Health Protection Research Unit, Wolfson Building, Institute of Cellular Medicine, Newcastle University, Newcastle Upon Tyne NE2 4AA, United Kingdom.
Health Protection Research Unit, Wolfson Building, Institute of Cellular Medicine, Newcastle University, Newcastle Upon Tyne NE2 4AA, United Kingdom; Department of Pharmacology and Toxicology, Faculty of Pharmacy, Cairo University, Kasr El-Aini St., Cairo 11562, Egypt.
J Hepatol. 2018 Nov;69(5):1123-1135. doi: 10.1016/j.jhep.2018.06.027. Epub 2018 Jul 11.
BACKGROUND & AIMS: Primary biliary cholangitis (PBC) is an autoimmune-associated chronic liver disease triggered by environmental factors, such as exposure to xenobiotics, which leads to a loss of tolerance to the lipoic acid-conjugated regions of the mitochondrial pyruvate dehydrogenase complex, typically to the E2 component. We aimed to identify xenobiotics that might be involved in the environmental triggering of PBC.
Urban landfill and control soil samples from a region with high PBC incidence were screened for xenobiotic activities using analytical, cell-based xenobiotic receptor activation assays and toxicity screens.
A variety of potential xenobiotic classes were ubiquitously present, as identified by their interaction with xenobiotic receptors - aryl hydrocarbon receptor, androgen receptor and peroxisome proliferator activated receptor alpha - in cell-based screens. In contrast, xenoestrogens were present at higher levels in soil extracts from around an urban landfill. Furthermore, two landfill sampling sites contained a chemical(s) that inhibited mitochondrial oxidative phosphorylation and induced the apoptosis of a hepatic progenitor cell. The mitochondrial effect was also demonstrated in human liver cholangiocytes from three separate donors. The chemical was identified as the ionic liquid [3-methyl-1-octyl-1H-imidazol-3-ium] (M8OI) and the toxic effects were recapitulated using authentic pure chemical. A carboxylate-containing human hepatocyte metabolite of M8OI, bearing structural similarity to lipoic acid, was also enzymatically incorporated into the E2 component of the pyruvate dehydrogenase complex via the exogenous lipoylation pathway in vitro.
These results identify, for the first time, a xenobiotic in the environment that may be related to and/or be a component of an environmental trigger for PBC. Therefore, further study in experimental animal models is warranted, to determine the risk of exposure to these ionic liquids.
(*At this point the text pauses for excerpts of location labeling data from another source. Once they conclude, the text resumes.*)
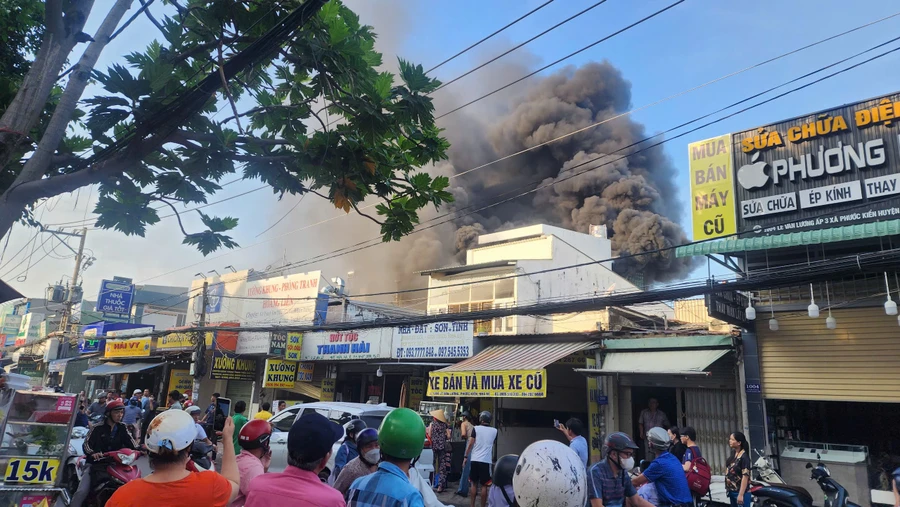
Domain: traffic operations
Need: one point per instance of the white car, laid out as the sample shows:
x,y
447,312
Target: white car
x,y
341,413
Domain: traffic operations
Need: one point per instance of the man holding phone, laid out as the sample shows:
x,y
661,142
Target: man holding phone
x,y
574,432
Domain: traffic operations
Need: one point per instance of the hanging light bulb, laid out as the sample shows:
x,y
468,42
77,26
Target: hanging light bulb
x,y
830,322
890,307
773,322
813,308
751,312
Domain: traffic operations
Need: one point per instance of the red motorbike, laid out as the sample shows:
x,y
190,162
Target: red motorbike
x,y
120,470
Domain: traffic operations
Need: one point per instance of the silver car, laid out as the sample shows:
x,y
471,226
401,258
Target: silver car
x,y
341,413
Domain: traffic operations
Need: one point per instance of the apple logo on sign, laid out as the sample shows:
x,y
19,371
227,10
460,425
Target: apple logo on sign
x,y
753,175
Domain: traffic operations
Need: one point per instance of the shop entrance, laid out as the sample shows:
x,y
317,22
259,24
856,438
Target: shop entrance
x,y
640,398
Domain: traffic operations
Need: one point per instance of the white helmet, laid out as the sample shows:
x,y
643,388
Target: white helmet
x,y
172,431
549,473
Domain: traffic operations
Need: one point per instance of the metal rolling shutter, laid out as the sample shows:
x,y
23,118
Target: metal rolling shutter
x,y
715,414
855,362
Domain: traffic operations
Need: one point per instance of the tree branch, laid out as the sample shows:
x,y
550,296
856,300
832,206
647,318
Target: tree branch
x,y
53,18
37,165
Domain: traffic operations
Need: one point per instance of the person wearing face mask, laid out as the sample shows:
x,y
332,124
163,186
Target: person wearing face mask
x,y
362,465
608,483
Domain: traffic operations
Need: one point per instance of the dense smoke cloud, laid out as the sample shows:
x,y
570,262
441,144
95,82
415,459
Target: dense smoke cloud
x,y
635,197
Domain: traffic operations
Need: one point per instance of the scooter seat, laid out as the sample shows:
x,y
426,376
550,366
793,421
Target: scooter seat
x,y
785,495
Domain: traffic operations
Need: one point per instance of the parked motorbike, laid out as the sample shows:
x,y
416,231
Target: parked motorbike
x,y
782,495
120,469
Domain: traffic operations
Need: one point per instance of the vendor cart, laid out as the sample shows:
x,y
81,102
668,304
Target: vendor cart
x,y
35,426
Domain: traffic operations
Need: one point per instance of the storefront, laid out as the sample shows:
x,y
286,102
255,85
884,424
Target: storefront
x,y
526,391
694,379
835,387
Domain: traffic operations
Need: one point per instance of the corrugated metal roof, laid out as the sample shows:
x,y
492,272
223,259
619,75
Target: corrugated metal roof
x,y
845,233
452,270
519,356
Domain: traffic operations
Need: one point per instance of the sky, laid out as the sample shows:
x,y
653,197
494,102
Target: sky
x,y
695,42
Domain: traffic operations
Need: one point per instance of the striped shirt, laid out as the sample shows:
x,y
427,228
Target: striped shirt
x,y
387,487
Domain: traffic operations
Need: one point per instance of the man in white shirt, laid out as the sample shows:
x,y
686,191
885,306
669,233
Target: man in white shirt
x,y
481,450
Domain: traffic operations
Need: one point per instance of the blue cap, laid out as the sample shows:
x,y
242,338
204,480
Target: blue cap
x,y
312,436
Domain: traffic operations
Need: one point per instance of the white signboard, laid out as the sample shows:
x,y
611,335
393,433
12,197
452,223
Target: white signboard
x,y
441,340
281,299
343,345
253,342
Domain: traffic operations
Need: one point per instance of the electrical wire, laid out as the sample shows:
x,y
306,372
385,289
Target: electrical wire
x,y
570,55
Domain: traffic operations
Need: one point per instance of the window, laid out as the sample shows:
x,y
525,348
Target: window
x,y
284,421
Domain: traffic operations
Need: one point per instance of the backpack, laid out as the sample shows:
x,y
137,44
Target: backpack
x,y
699,475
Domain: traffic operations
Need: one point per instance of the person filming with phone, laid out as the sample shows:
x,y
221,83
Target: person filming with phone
x,y
574,431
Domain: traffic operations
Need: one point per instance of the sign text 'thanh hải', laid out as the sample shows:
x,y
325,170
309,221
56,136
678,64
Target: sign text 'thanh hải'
x,y
489,384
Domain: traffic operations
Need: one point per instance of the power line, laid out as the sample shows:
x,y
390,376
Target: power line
x,y
508,51
545,67
520,18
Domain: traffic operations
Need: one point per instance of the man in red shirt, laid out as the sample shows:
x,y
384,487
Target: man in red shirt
x,y
309,447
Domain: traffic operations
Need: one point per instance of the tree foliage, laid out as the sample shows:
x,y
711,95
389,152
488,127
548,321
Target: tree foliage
x,y
321,119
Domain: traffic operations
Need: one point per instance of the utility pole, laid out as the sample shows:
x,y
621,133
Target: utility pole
x,y
200,348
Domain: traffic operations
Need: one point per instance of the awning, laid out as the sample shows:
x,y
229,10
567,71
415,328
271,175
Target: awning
x,y
503,371
307,389
834,234
118,369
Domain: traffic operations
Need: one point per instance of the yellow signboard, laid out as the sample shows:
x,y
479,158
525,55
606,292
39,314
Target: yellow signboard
x,y
327,389
181,380
713,210
280,374
489,384
416,392
294,344
175,341
31,471
135,347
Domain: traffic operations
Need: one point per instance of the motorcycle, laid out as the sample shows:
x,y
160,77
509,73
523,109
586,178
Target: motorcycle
x,y
120,470
782,495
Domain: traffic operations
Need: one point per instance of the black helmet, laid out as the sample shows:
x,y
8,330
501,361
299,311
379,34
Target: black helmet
x,y
619,442
504,470
355,427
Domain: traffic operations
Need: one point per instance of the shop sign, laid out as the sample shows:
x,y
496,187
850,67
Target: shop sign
x,y
489,384
327,389
135,347
595,413
712,188
181,380
441,340
281,299
344,345
305,371
294,346
830,169
229,367
175,341
416,392
253,342
280,374
277,343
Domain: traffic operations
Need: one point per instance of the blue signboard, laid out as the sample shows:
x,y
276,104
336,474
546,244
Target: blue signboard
x,y
115,297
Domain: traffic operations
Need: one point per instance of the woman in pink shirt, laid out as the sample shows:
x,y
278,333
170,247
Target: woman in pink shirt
x,y
255,455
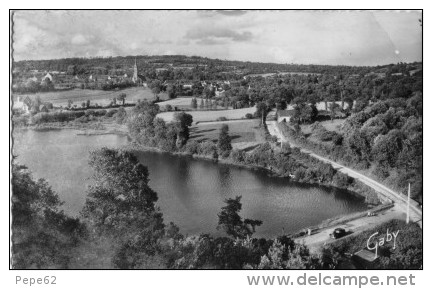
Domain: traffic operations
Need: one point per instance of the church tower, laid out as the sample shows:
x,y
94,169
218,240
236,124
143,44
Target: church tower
x,y
135,76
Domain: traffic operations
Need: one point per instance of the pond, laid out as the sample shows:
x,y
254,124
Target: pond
x,y
191,191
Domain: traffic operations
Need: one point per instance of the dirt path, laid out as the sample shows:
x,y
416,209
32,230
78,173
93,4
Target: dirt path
x,y
400,201
316,241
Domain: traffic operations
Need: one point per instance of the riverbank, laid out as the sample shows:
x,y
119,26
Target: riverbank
x,y
355,190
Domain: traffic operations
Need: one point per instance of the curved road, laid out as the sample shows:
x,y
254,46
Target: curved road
x,y
400,201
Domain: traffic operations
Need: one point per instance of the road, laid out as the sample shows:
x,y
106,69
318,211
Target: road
x,y
400,201
316,241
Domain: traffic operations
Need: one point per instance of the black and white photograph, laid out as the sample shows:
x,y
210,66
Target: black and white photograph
x,y
216,140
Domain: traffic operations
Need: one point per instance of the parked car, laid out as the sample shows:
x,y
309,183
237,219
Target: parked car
x,y
338,233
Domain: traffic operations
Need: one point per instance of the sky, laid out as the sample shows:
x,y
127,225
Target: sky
x,y
301,37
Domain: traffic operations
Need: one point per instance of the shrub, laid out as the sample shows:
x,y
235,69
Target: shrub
x,y
207,148
192,147
111,112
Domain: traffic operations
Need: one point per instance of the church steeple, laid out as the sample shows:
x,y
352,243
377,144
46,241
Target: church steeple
x,y
135,76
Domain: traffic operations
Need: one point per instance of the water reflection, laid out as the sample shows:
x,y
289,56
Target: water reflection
x,y
191,192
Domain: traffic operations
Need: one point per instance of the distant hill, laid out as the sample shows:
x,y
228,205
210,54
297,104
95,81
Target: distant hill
x,y
125,63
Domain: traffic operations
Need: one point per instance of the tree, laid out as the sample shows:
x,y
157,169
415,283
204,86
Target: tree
x,y
155,87
122,97
224,142
231,222
171,91
42,235
261,109
120,184
121,115
121,206
194,104
183,122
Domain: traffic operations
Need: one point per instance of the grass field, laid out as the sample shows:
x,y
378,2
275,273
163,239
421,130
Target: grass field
x,y
100,97
240,131
182,103
199,116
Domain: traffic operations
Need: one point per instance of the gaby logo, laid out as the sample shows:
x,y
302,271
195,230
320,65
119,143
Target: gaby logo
x,y
374,243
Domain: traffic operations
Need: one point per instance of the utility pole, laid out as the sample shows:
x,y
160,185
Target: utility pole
x,y
408,200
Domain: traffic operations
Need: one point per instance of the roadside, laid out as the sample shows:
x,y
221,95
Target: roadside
x,y
315,241
399,200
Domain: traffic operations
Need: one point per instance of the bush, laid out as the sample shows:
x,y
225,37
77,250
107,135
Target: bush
x,y
207,148
238,156
111,112
191,147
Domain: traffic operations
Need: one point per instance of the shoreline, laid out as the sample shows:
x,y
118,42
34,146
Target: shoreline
x,y
138,148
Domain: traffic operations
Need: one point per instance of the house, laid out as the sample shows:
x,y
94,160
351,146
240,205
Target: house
x,y
285,115
23,105
43,108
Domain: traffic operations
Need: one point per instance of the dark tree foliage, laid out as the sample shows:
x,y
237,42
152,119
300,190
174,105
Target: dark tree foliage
x,y
224,141
231,222
42,235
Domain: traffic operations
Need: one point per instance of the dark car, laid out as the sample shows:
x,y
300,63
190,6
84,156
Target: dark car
x,y
338,233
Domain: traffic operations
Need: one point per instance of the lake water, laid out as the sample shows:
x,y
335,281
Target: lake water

Primary biliary cholangitis is a liver disease in which most patients have antibodies to mitochondrial proteins containing lipoic acid binding site(s). This paper identified a man-made chemical present in soils around a waste site. It was then shown that this chemical was metabolized into a product with structural similarity to lipoic acid, which was capable of replacing lipoic acid in mitochondrial proteins.
原发性胆汁性胆管炎(PBC)是一种由环境因素(如接触异源生物)触发的自身免疫性慢性肝病,导致对脂酰基辅酶 A 结合区域的丙酮酸脱氢酶复合物的耐受丧失,通常是 E2 成分。我们旨在确定可能参与 PBC 环境触发的异源生物。
使用分析、基于细胞的异源生物受体激活测定和毒性筛选,筛选来自高 PBC 发病率地区的城市垃圾填埋场和对照土壤样本中的异源生物活性。
通过细胞筛选,鉴定了各种潜在的异源生物类,这些类与异源生物受体(芳烃受体、雄激素受体和过氧化物酶体增殖物激活受体α)相互作用。相比之下,在城市垃圾填埋场周围的土壤提取物中,存在更高水平的外源性雌激素。此外,两个垃圾填埋场采样点含有一种抑制线粒体氧化磷酸化并诱导肝祖细胞凋亡的化学物质。这种线粒体效应也在来自三个不同供体的人类肝胆管细胞中得到证实。该化学物质被鉴定为离子液体[3-甲基-1-辛基-1H-咪唑-3-翁](M8OI),并使用纯化学物质重现了其毒性作用。M8OI 的羧酸盐人类肝细胞代谢产物与脂酰基辅酶 A 具有结构相似性,也通过体外外源性脂酰化途径被纳入丙酮酸脱氢酶复合物的 E2 成分。
这些结果首次确定了环境中的一种异源生物,它可能与 PBC 的环境触发因素有关,或者是其组成部分。因此,需要在实验动物模型中进一步研究,以确定接触这些离子液体的风险。
原发性胆汁性胆管炎是一种肝脏疾病,其中大多数患者对含有脂酰基辅酶 A 结合位点的线粒体蛋白有抗体。本文在废物场周围的土壤中发现了一种人造化学物质。然后表明,这种化学物质被代谢成一种与脂酰基辅酶 A 具有结构相似性的产物,能够替代线粒体蛋白中的脂酰基辅酶 A。